One more hug.
I've had a lot of people who I really care about pass away in my lifetime. Maybe less than many other people, maybe more than others, but definitely more than I thought I could handle.
Losing one person you love is tough. It's a shock. It doesn't matter if they were very old, ill for a long time, or if it was the opposite that happened. It's still hard and the world is never, ever quite the same again.
It seems often like people are very sympathetic for a while, a short while, but then not so much anymore. I don't think it's a case of them being cold, really. I think they just don't know what to say and want you to be back to how you were before. So you either withdraw or pretend. Neither one feels good or right inside.
Well what I've learned is that grief actually lasts a lifetime and intensifies the more you think about who you lost and that you won't see them again as long as your own feet touch this earth.
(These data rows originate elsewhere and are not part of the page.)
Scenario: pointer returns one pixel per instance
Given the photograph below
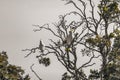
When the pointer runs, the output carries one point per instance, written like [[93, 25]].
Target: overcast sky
[[16, 32]]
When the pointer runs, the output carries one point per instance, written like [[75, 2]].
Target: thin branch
[[35, 72]]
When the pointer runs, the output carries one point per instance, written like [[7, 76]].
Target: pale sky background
[[16, 32]]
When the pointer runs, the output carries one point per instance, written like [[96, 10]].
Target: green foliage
[[10, 72]]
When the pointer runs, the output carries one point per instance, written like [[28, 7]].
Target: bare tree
[[94, 33]]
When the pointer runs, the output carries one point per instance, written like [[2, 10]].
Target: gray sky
[[16, 32]]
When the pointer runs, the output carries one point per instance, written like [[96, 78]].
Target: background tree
[[9, 71], [95, 34]]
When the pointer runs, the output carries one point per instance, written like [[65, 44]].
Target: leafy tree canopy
[[9, 71]]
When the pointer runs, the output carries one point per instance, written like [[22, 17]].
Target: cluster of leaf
[[10, 72], [45, 61], [109, 9], [99, 41]]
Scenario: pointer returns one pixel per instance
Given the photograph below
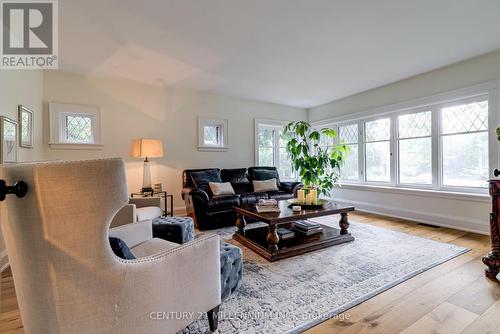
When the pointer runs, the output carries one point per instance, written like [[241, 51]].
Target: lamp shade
[[146, 148]]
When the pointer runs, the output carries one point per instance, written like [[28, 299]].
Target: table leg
[[343, 223], [273, 238], [240, 224]]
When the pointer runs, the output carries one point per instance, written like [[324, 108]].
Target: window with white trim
[[349, 135], [378, 150], [442, 145], [74, 125], [464, 142], [415, 147], [271, 148]]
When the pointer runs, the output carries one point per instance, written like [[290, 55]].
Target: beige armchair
[[66, 276]]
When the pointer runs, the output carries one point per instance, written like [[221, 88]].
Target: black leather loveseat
[[217, 211]]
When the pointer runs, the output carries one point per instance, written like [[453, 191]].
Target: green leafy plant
[[317, 165]]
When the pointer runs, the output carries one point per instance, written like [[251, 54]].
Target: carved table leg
[[343, 223], [240, 224], [273, 238], [492, 259]]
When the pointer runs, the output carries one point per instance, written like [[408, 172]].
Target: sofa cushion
[[224, 201], [223, 188], [280, 195], [120, 248], [252, 198], [148, 213], [203, 178], [264, 173], [265, 185], [238, 177]]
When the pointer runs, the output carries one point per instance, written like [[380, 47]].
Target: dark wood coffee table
[[264, 240]]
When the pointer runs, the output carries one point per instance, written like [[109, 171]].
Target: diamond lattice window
[[378, 130], [25, 131], [79, 129], [348, 134], [415, 125], [211, 135], [469, 117]]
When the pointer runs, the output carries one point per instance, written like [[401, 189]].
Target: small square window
[[77, 129], [212, 134]]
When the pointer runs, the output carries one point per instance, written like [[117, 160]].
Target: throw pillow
[[224, 188], [266, 174], [203, 178], [120, 248], [265, 185], [148, 213]]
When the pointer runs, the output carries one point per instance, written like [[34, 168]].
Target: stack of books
[[267, 205], [285, 234], [307, 227]]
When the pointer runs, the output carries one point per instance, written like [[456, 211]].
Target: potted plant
[[318, 166]]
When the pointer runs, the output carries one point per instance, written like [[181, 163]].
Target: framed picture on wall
[[8, 140], [25, 119]]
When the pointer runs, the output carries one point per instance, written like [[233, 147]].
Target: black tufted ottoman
[[231, 266]]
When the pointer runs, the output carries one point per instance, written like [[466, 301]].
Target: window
[[415, 148], [74, 125], [378, 150], [348, 135], [77, 129], [212, 134], [271, 148], [442, 143], [464, 137]]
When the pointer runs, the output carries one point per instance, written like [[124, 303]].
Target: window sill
[[419, 192], [66, 146]]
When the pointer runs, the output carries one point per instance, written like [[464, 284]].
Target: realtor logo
[[29, 34]]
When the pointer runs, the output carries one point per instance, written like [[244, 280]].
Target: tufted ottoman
[[175, 229], [231, 267]]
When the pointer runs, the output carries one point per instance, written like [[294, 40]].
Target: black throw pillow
[[203, 178], [266, 174], [120, 248]]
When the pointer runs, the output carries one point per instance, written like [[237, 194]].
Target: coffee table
[[264, 240]]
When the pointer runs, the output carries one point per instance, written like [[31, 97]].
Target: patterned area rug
[[292, 295]]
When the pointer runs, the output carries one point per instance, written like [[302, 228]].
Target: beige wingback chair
[[66, 276]]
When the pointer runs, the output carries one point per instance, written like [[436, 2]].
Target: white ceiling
[[300, 53]]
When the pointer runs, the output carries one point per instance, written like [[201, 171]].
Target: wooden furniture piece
[[264, 240], [167, 211], [492, 259]]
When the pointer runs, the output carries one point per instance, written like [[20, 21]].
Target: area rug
[[292, 295]]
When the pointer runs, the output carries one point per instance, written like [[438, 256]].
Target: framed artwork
[[25, 119], [8, 140]]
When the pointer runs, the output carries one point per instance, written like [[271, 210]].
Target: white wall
[[465, 214], [131, 110], [22, 87]]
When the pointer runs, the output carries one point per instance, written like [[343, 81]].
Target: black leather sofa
[[217, 211]]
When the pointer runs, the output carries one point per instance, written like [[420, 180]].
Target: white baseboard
[[458, 223], [4, 260]]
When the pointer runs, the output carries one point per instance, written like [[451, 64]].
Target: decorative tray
[[319, 204]]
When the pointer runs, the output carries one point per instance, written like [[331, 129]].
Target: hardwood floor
[[453, 297]]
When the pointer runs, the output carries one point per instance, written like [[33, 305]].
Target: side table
[[167, 210]]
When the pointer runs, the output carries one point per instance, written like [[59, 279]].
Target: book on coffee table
[[285, 234]]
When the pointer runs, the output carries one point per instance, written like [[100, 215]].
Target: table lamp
[[146, 148]]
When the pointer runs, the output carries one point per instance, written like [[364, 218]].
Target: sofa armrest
[[200, 195], [184, 280], [142, 202], [126, 215], [134, 233], [291, 187]]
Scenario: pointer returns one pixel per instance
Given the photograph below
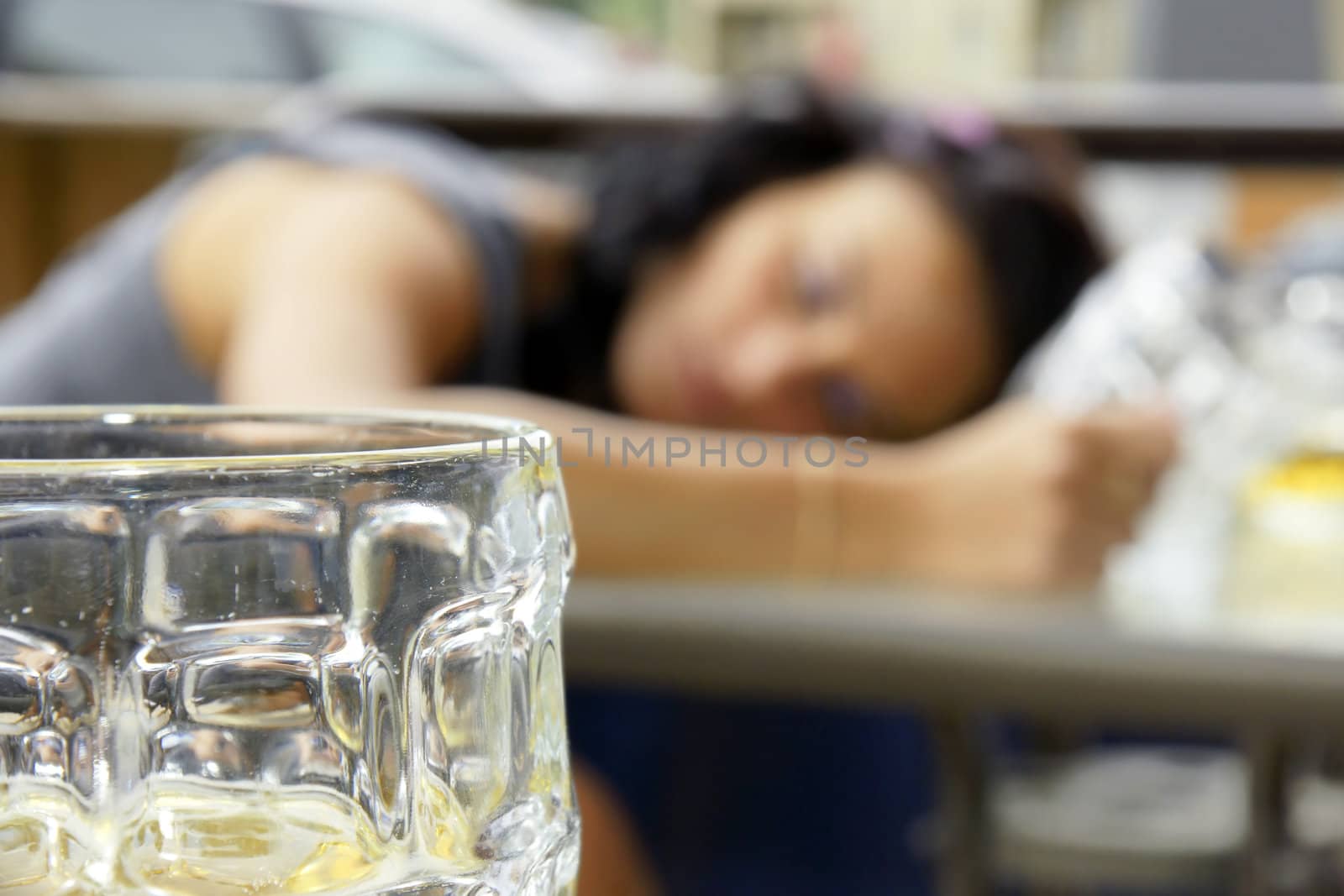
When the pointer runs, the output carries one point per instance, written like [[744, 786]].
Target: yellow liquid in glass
[[202, 839]]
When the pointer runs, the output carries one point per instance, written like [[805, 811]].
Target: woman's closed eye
[[816, 286], [844, 405]]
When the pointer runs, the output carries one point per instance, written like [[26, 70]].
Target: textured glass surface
[[246, 654]]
But what I've also learned is that you can be happy again. And you can take with you all the love of the lifetime you were privileged to spend with them.
Life is short and we never know when our time is up. We just know at some point, it will be.
Whenever someone passes, you will wish that you just had one more day. If not one more day, one more hour…or five more minutes, or that you'd made an extra effort, of if you could just give them one more hug or look into their eyes and see them smile one more time.
But when it's too late, it's too late.
So now. Today, tomorrow, and every day….
If there's an opportunity to make an extra effort to spend a little more quality time with someone you love -- do it.
If it's time to go, ask for five more minutes and be totally present, fully conscious and aware that this right now is time you have with them. Tell them what you love about them. Tell them what you like about them. Tell them something you really, really appreciate.
If not five minutes, then two…and if it's really time to go, then give them one more hug. Look them in the eyes and see that big smile. Live in that moment.
One of you will pass before the other. That's just how life is. But whoever is left behind will have that many extra efforts, minutes, moments, smiles, and hugs to help them through.
Make the most of your time here. It's all about love.